The Human Rights Law prohibits employers, businesses or housing providers from discriminating against someone based on a wide variety of factors, including age, race, creed and color.
Today we are sending the message loud and clear that New York will not stand for discrimination against transgender people. It is intolerable to allow harassment or discrimination against anyone, and the transgender community has been subjected to a second-class status for far too long.
The regulations make clear that the word “sex” refers not only to gender, but also “gender identity and the status of being transgender. Since the Human Rights Law prohibits discrimination based on sex or disability, the regulations make clear those protections apply to transgender individuals and those with gender dysphoria, too.

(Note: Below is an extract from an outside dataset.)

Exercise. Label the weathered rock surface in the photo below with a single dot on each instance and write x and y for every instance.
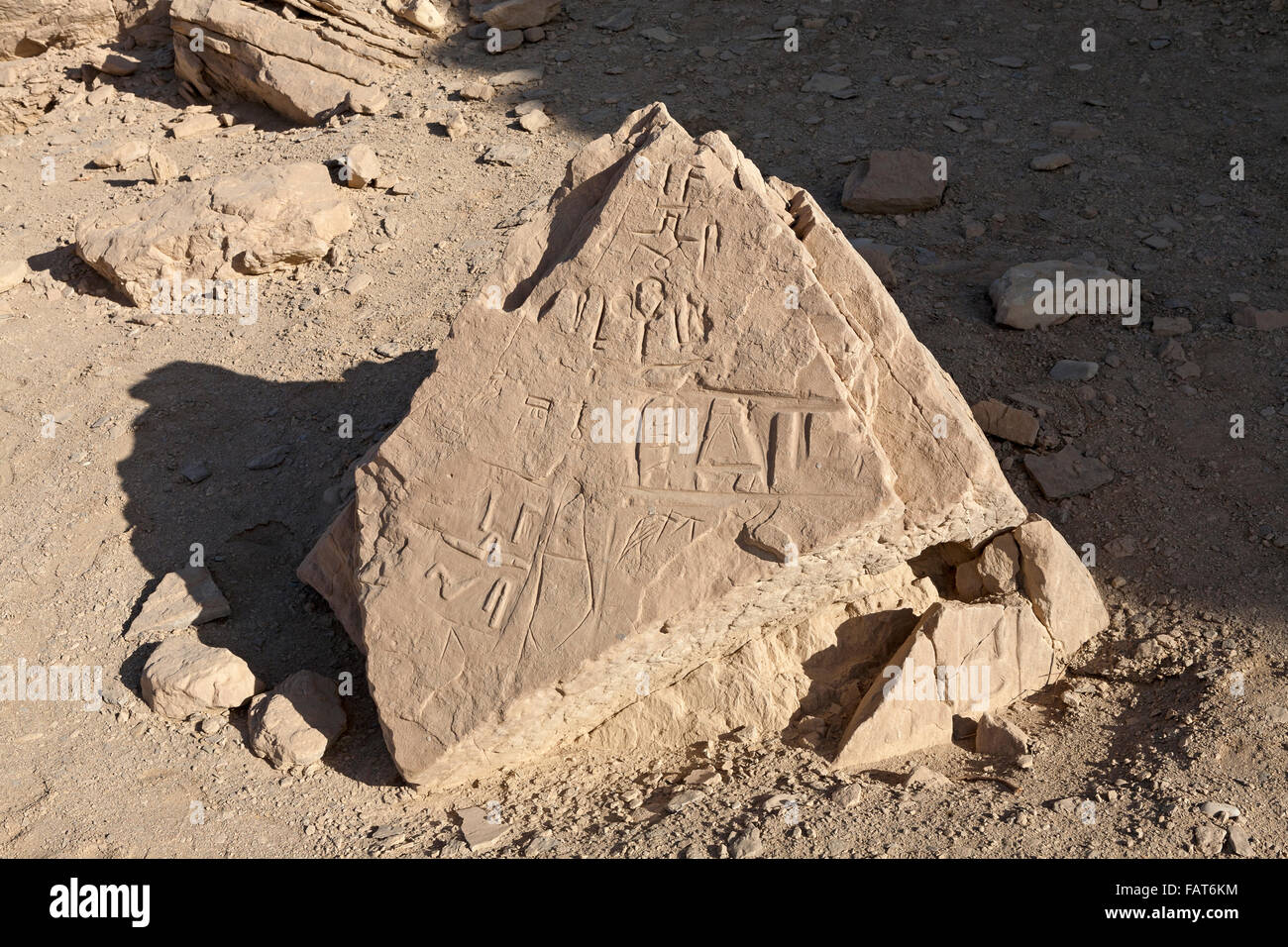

Jason McGuire, executive director of New Yorkers for Constitutional Freedoms, a conservative group based in Spencerport, Monroe County, said his group has been consulting with lawyers and will likely move ahead with a legal challenge now that the rules have been finalized.
I believe we will be taking this to court. Right now, we're meeting with legal folks about what the best way to proceed is.
The regulations confirm that the Division of Human Rights will accept and process Human Rights Law complaints alleging discrimination because of gender identity, on the basis of the protected categories of both sex and disability, and provide important information to all New Yorkers regarding unlawful discrimination against transgender individuals.
Individuals who feel they have been harassed or discriminated against can file complaints in state court, or with the New York State Division of Human Rights, without charge. Those complaints are promptly investigated at regional offices throughout the state.
If the Division determines there is probable cause to believe harassment or discrimination has occurred, the Commissioner of Human Rights will decide the case after a public hearing, and may award job, housing or other benefits, back and front pay, compensatory damages for mental anguish, civil fines and penalties, and may also require policy changes and training as appropriate.
Civil fines and penalties can be up to $50,000 or up to $100,000 if the discrimination is found be "willful, wanton or malicious" and, unlike under federal law, compensatory damages to individuals are not capped.
New York was the first state in the nation to enact an anti-discrimination Human Rights Law. The Law, enacted in 1945, affords every citizen “an equal opportunity to enjoy a full and productive life.”
Cuomo said he was righting the wrong that occurred when transgender protection was dropped in a 2002 gay discrimination act because lawmakers did not believe it would pass.
The law protected lesbians, gays and bisexuals, but the law left out the T, so to speak.
Nineteen states and the District of Columbia already prohibit discrimination against transgender individuals.